When going through a divorce or child custody dispute, parents may be flooded with terms, court procedures, and roles of professionals that may be unfamiliar. It is important for parents to understand each attorney’s role in cases that involve or effect their children. One type of professional that may be unfamiliar to parents is a “guardian ad litem”.
A guardian ad litem is an attorney appointed by the court to represent the best interest of the child in a legal matter. In the context of divorce or child-custody disputes, the guardian ad litem presents to the court what they believe to be in the best interest of the child based on their factfinding.

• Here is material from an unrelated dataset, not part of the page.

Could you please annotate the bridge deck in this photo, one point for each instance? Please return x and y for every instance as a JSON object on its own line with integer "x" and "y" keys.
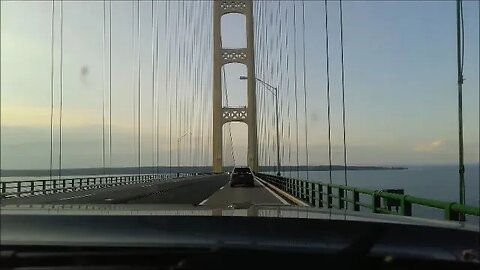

This year, Iowa law expanded the importance and relevance of guardian ad litem involvement. Before this year, any child serving as a prosecuting witness for cases involving crimes such as child endangerment, neglect, abandonment, kidnapping, or sexual abuse who was under the age of fourteen was entitled to a guardian ad litem. All children between the age of fourteen and seventeen could be appointed a guardian ad litem under the same conditions, but the guardian ad litem had to agree to participate without compensation. This made it difficult to find quality attorneys to represent older children’s interests.
Under the new rules passed under House File 361, all children under the age of eighteen serving as a witness for specified crimes are entitled to have their interests represented by a guardian ad litem. This expansion to the age-range ensures that more children have their interests represented in difficult and sensitive cases.